When asked what was the most memorable part of his eighteen-day adventure in South
America, Mobley didn’t skip a beat before saying it was the village children he and his team met.

“The kids were by far the best part of the trip. I’ve never met harder workers. I mean those
kids were at our sides helping us work from daylight to dark. When I say helping us work, I mean
it. They would drag our tool bags and carry our ladders down the stretch of line we were installing.
And these were seven and eight-year-old kids who didn’t even speak our language, but after a few
days, it didn’t matter.”

Mobley explained that the small poverty-stricken village of Chiis has previously been
receiving their limited electricity from a few solar panels.

“Somebody duped them on those solar panels though,” Mobley said. “They have been
paying seventeen American dollars a month for electricity.”
After the crew from NRECA came in to Chiis and completed all of their work, it is now
going to cost the village people about four dollars a month for electricity. They now have more
money in their monthly budgets to buy food and school supplies for their children.

“I can’t even explain how poor these people were, but they are such happy people, simply
because they don’t know anything different,” Mobley said.

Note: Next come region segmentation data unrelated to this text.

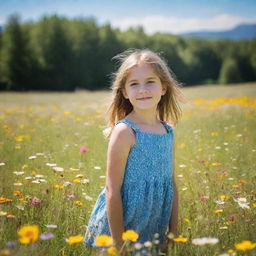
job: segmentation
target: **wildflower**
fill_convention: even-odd
[[[235,202],[238,203],[238,205],[241,207],[241,208],[246,208],[246,209],[249,209],[250,206],[248,205],[249,203],[247,203],[247,200],[246,198],[243,198],[243,197],[240,197],[240,198],[237,198],[237,199],[234,199]]]
[[[117,249],[116,249],[116,247],[109,247],[108,248],[108,254],[109,255],[113,255],[113,256],[115,256],[115,255],[117,255],[118,254],[118,251],[117,251]]]
[[[39,228],[37,225],[24,225],[18,230],[18,235],[21,244],[31,244],[38,240]]]
[[[221,201],[226,201],[226,200],[228,200],[229,199],[229,196],[224,196],[224,195],[221,195],[220,196],[220,200]]]
[[[212,166],[220,166],[221,165],[221,163],[219,163],[219,162],[213,162],[212,163]]]
[[[212,237],[203,237],[203,238],[195,238],[192,240],[192,244],[195,245],[206,245],[206,244],[216,244],[219,242],[218,238]]]
[[[87,147],[85,147],[85,146],[81,146],[80,147],[80,153],[86,153],[86,152],[88,152],[89,150],[88,150],[88,148]]]
[[[0,211],[0,216],[6,216],[7,212]]]
[[[141,243],[135,243],[134,244],[135,250],[140,250],[142,247],[143,247],[143,245]]]
[[[201,201],[208,201],[209,196],[201,196],[200,199],[201,199]]]
[[[54,234],[53,233],[45,233],[40,235],[40,240],[50,240],[54,238]]]
[[[12,214],[7,214],[7,215],[6,215],[6,218],[7,218],[7,219],[13,219],[13,218],[15,218],[15,216],[12,215]]]
[[[39,206],[41,203],[41,200],[37,197],[33,197],[31,200],[30,206]]]
[[[22,175],[24,172],[13,172],[15,175]]]
[[[89,183],[89,182],[90,182],[89,179],[83,179],[83,180],[81,180],[81,183],[82,183],[82,184],[87,184],[87,183]]]
[[[22,186],[23,184],[21,182],[13,183],[14,186]]]
[[[188,238],[185,238],[183,236],[179,236],[177,238],[173,238],[172,240],[174,242],[177,242],[177,243],[186,243],[188,241]]]
[[[57,225],[55,224],[48,224],[48,225],[45,225],[47,228],[57,228]]]
[[[174,238],[174,234],[172,232],[170,232],[168,235],[167,235],[168,239],[173,239]]]
[[[152,247],[152,243],[150,241],[146,241],[144,243],[144,246],[147,247],[147,248],[151,248]]]
[[[113,244],[113,239],[108,235],[99,235],[95,239],[95,245],[98,247],[109,247]]]
[[[13,192],[13,195],[14,196],[20,196],[20,195],[22,195],[22,192],[19,191],[19,190],[16,190],[16,191]]]
[[[58,185],[58,184],[54,185],[54,187],[57,188],[57,189],[63,189],[64,188],[64,186]]]
[[[5,204],[5,203],[9,203],[9,202],[12,202],[12,199],[0,197],[0,204]]]
[[[81,201],[75,201],[75,204],[78,205],[78,206],[82,206],[83,203]]]
[[[62,168],[62,167],[58,167],[58,166],[55,166],[55,167],[53,167],[52,168],[54,171],[56,171],[56,172],[63,172],[64,171],[64,169]]]
[[[87,201],[92,201],[93,199],[92,199],[92,197],[86,195],[86,196],[85,196],[85,200],[87,200]]]
[[[239,251],[250,251],[256,247],[256,243],[252,243],[251,241],[244,240],[240,243],[236,243],[235,247]]]
[[[55,167],[55,166],[57,166],[57,164],[51,164],[51,163],[46,163],[45,165],[50,166],[50,167]]]
[[[132,242],[136,242],[139,238],[139,235],[133,231],[133,230],[126,230],[125,232],[123,232],[122,234],[122,239],[125,240],[130,240]]]
[[[73,245],[73,244],[82,243],[83,240],[84,240],[84,237],[82,235],[77,235],[77,236],[70,236],[66,241],[68,244]]]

Three light bulbs and two plugins were installed in sixty-five homes which is about half as
many as single room in an American home has, but Mobley says, “That is way more than they
had.”

Out of all the 65 homes in the village, there was one with a TV. “That home was probably
the wealthiest in the village. They had concrete floors and their children spoke English. Those
parents are trying to get their kids out of this village and the cycle of poverty that encircles it,”
Mobley said.

Here in the United States, we are busy rushing from one activity or meeting to the next, but
in Chiis they are worried about their next meal and completing their household chores. “Even the
smallest of kids have duties- everyone does their fair share,” Mobley said. They were some of the
hardest workers I have ever met and were at our side the entire time,” he explained.

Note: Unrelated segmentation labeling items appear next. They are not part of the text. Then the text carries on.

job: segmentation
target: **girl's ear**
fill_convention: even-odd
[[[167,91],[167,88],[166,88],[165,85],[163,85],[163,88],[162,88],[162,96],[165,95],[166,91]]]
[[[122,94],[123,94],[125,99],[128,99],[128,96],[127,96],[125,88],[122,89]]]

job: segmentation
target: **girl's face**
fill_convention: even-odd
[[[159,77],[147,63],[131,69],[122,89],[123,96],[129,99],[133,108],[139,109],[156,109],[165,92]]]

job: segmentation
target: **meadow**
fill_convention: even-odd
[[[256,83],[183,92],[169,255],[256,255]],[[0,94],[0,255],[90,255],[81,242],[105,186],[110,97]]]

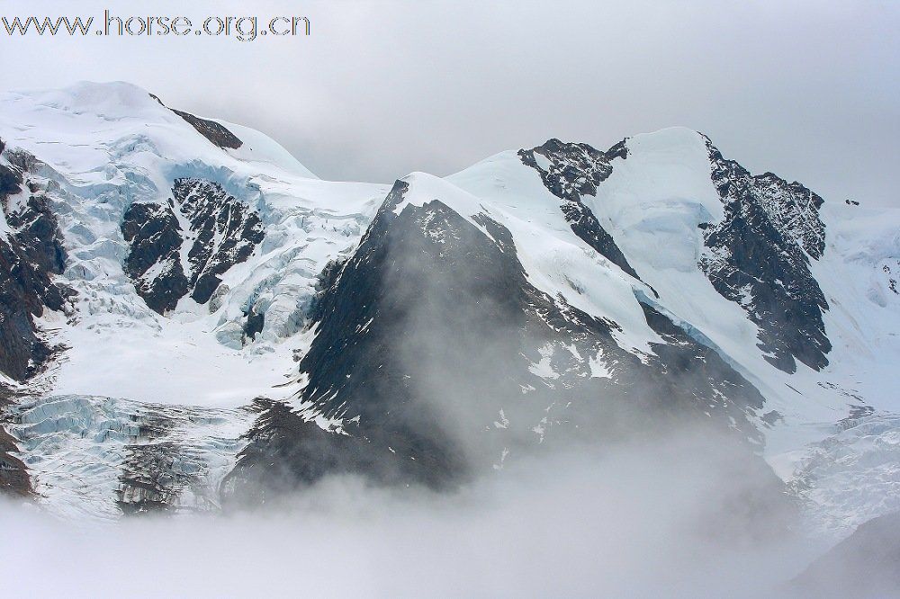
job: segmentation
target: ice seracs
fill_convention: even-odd
[[[22,300],[0,306],[28,342],[3,346],[0,382],[27,396],[4,425],[48,505],[212,505],[267,469],[436,485],[478,463],[463,447],[491,469],[609,433],[616,402],[708,420],[819,489],[840,456],[814,443],[847,441],[849,415],[890,438],[896,210],[752,174],[683,128],[327,182],[164,102],[0,95],[0,284]],[[132,434],[150,421],[165,434]],[[855,522],[852,498],[805,493]]]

The team of thirteen men installed three miles of line in Chiis. Mobley said, “We had to do
everything the old school way. Rodney from Cimarron Electric, Franco from Canadian Valley and
I went ahead of everyone else to frame the poles (which means drilling the holes where the wire
will go) and hand-dug 8-foot-long bust anchors into the rocks on the side of the mountain- this
was no flat Oklahoma terrain! Then the other guys followed behind us stringing the line.”

“I really think I did more physical labor in those first few days there than I have ever done
in all my years here, even including ice storms,” Mobley chuckled. ‘It was hard work.”

“Looking back, the bond I formed with all the other guys- my fellow Oklahomans and the
Guatemalan men is so special. We still talk every day. Don’t get me wrong, I have great friends
here, but it’s just not the same. When you are taken out of your comfort zone in the way we were,
you bond in a unique way that only comes from being in circumstances like these together,”
Mobley said.

“Here at home, our job can be competitive and we are always trying to outwork the next
guy. But that mindset would have never worked there. We had to truly become one team and by
the end of our time there, we had all learned to be very selfless individuals,” Mobley said.

He added, “This trip is the most rewarding thing that I have ever been a part of. It truly
took me back to the roots that all cooperatives are connected to.... providing electric service where
others wouldn’t and partnering with communities to serve them in the best way we can.”